I stumbled across this page while looking for something else. Have any of you every seen a functioning system like this. Interesting concept that might not add an awful lot of expense at the front end if you could find a good source of clear panels.

http://www.public.iastate.edu/~mwps_dis/mwps_web/plans/8190


I have seen Gary's outbuilding, Gary, Any thoughts???

Perhaps integrate a series of ducts into the rafter span, insulate the backsides???

They use clear panels. What about dark colored steel??

Might be a good conversation.

Tom


----------



## wy_white_wolf (Oct 14, 2004)

Link didn't work for me


----------



## Explorer (Dec 2, 2003)

I think the site is blocking entry due to not being an authorized user.


----------



## tomjones (Dec 22, 2007)

Try again...

http://www.public.iastate.edu/~mwps_dis/mwps_web/plans/81901.pdf


----------



## SolarGary (Sep 8, 2005)

Hi Tom,
It seems like a pretty complex design. I'm not really sure I even understand all the air paths and gadgets.

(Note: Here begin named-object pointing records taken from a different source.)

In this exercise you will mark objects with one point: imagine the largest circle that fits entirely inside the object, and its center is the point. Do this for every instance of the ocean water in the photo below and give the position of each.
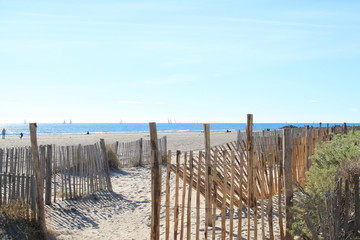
(82, 128)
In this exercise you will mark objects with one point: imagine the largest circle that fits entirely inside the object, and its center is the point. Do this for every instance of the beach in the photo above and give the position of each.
(184, 141)
(126, 212)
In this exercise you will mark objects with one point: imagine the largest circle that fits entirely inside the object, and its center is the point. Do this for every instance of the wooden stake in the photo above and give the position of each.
(198, 197)
(224, 197)
(176, 209)
(155, 184)
(106, 164)
(287, 158)
(232, 195)
(188, 222)
(250, 162)
(183, 197)
(39, 179)
(48, 175)
(168, 172)
(208, 219)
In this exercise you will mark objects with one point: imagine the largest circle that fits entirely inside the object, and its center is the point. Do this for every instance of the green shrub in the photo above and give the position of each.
(339, 158)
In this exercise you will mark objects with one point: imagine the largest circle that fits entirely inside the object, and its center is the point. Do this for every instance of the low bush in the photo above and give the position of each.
(335, 159)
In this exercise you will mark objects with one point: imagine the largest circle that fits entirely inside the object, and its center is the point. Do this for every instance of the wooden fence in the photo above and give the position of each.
(340, 213)
(68, 172)
(240, 189)
(137, 153)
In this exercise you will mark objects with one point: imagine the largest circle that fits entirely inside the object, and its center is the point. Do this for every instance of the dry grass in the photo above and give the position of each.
(112, 158)
(14, 223)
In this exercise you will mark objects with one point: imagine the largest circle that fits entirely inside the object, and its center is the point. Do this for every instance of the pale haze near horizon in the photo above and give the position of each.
(187, 61)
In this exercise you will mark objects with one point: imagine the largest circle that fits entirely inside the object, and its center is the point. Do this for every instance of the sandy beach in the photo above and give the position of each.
(183, 141)
(125, 213)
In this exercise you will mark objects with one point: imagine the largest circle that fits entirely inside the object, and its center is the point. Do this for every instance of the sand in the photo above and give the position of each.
(125, 213)
(184, 141)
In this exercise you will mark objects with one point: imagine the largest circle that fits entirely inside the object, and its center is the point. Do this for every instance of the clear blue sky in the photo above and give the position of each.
(192, 61)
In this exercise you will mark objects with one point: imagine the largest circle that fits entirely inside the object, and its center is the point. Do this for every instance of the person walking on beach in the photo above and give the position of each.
(3, 133)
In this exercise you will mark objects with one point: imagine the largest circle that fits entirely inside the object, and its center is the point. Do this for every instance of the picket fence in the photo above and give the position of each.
(241, 189)
(137, 153)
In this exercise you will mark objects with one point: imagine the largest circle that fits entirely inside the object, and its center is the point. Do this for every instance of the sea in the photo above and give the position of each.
(82, 128)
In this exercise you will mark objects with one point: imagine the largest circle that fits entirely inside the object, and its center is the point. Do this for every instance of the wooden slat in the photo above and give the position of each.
(168, 173)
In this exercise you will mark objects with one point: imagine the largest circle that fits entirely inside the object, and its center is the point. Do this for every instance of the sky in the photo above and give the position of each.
(188, 61)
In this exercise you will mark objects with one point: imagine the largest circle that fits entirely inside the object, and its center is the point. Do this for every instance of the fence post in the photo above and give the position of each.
(208, 215)
(48, 164)
(38, 179)
(106, 162)
(155, 184)
(250, 149)
(357, 202)
(287, 158)
(344, 128)
(141, 151)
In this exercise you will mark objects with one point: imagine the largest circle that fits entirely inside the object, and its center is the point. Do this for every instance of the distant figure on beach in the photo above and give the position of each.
(3, 133)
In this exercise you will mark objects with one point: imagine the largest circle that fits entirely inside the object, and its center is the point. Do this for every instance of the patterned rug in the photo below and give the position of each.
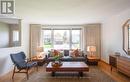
(94, 75)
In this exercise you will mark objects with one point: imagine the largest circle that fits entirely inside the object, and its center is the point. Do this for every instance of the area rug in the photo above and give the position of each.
(94, 75)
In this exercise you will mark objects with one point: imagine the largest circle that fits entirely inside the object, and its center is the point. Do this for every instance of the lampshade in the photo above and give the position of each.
(91, 48)
(39, 49)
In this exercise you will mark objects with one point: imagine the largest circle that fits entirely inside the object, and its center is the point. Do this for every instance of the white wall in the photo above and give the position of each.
(5, 62)
(112, 38)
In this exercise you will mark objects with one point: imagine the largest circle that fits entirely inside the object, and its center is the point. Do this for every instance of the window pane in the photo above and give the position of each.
(61, 39)
(47, 40)
(75, 39)
(15, 35)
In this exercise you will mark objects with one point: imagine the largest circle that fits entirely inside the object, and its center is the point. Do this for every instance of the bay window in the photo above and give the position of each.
(58, 38)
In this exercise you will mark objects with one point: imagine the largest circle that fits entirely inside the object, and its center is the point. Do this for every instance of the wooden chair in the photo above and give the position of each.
(20, 63)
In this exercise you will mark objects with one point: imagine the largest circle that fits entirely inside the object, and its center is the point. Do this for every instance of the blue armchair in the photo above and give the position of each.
(20, 63)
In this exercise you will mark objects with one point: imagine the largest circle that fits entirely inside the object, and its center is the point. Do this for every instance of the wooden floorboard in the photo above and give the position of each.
(102, 65)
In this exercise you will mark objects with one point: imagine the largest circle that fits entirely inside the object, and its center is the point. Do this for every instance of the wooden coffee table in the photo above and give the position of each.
(79, 67)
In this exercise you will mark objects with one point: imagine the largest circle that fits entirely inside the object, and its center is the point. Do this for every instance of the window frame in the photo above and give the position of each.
(70, 36)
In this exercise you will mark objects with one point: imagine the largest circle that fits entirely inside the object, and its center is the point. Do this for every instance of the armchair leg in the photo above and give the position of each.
(13, 73)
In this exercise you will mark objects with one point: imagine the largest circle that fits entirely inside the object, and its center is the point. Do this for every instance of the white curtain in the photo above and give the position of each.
(35, 38)
(92, 37)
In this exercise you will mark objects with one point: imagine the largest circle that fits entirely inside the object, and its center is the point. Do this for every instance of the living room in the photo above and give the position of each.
(95, 29)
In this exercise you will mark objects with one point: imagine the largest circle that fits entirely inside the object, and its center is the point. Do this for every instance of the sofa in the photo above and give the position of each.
(67, 57)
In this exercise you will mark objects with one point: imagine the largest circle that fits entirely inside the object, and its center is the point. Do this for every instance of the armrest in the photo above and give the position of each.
(28, 59)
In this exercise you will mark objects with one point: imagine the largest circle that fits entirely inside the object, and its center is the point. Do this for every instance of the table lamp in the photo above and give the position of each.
(40, 51)
(91, 49)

If both the south (long) wall and the south roof are glazed, the collector area seems gigantic for the size of the building?

I think it might be a case of some designers getting a bit over enthusiastic in the 80's -- lots of good designs from then, but some got a bit carried away.

If if were doing a shop from scratch, I'd use something like this:
http://www.builditsolar.com/Projects/SpaceHeating/SolarGarageCollector/garcol.htm

Its simple, cheap, passive (mostly), and it gives just outstanding lighting in the shop. If I could start from scratch, I'd make the shop longer in the E-W direction, include more thermal mass, insulate better (especially under the floor), and include a wood heater to make use of all the scraps I make 

Gary


----------



## wy_white_wolf (Oct 14, 2004)

Might try googling "Thermal Envelope House" or "Double Envelope House." This seems to be along the same concept but I've never seem one built.

The second link worked.


----------



## WisJim (Jan 14, 2004)

Is the question whether you can collect heat in the summer and use it in the winter? The answer to that is "yes", but you need a lot more storage than shown in the link above.

Some more info:
http://www.greenershelter.org/index.php?pg=2
A house using this method:
http://daycreek.com/dc/html/house_specs.htm


----------



## fishhead (Jul 19, 2006)

I've heard of an ice fishing house that had one wall made from clear plexiglass. It was probably pretty toasty in February.


----------



## tomjones (Dec 22, 2007)

No, the main thought here in my mind is that generally roof mounted thermal system around here are mounted _exteriorto the roof. IOW they are added strucures, not integral. This is a was of making the roof structure into a multi purpose unit providing both a normal function and a heat gathering one. The building I am planning right now will have rafter spans of * feet rafter to rafter on a 44 foot width. I just found poly carbonate panels which would mesh exactly with my steel roofing I amgoing ot put on the roof. I am thinking more seriously about sealing the area under the purlins with plywood or osb painted black, then using an air handler of some sort to pump the heat around for both building heat and possibly some overnight storage. I would think it would be relatively easy to integrate some water heating collectors into this 8x44 foot solar collector as well. No off season storage, just pumping it around for nighttime and cloudy day use. Again *without any add on exterior structures to the building.* Because of my hobbies, I may even be able to use the summer heat to run a kiln for drying lumber, but most of the summer heat would simply be turned loose through properly sized eave and peak vents. 

I simply thought it was a somewhat fascinating design. I think if I were going to do the storage though I would use water as the mediam rather than trying to force air through the rocks._


----------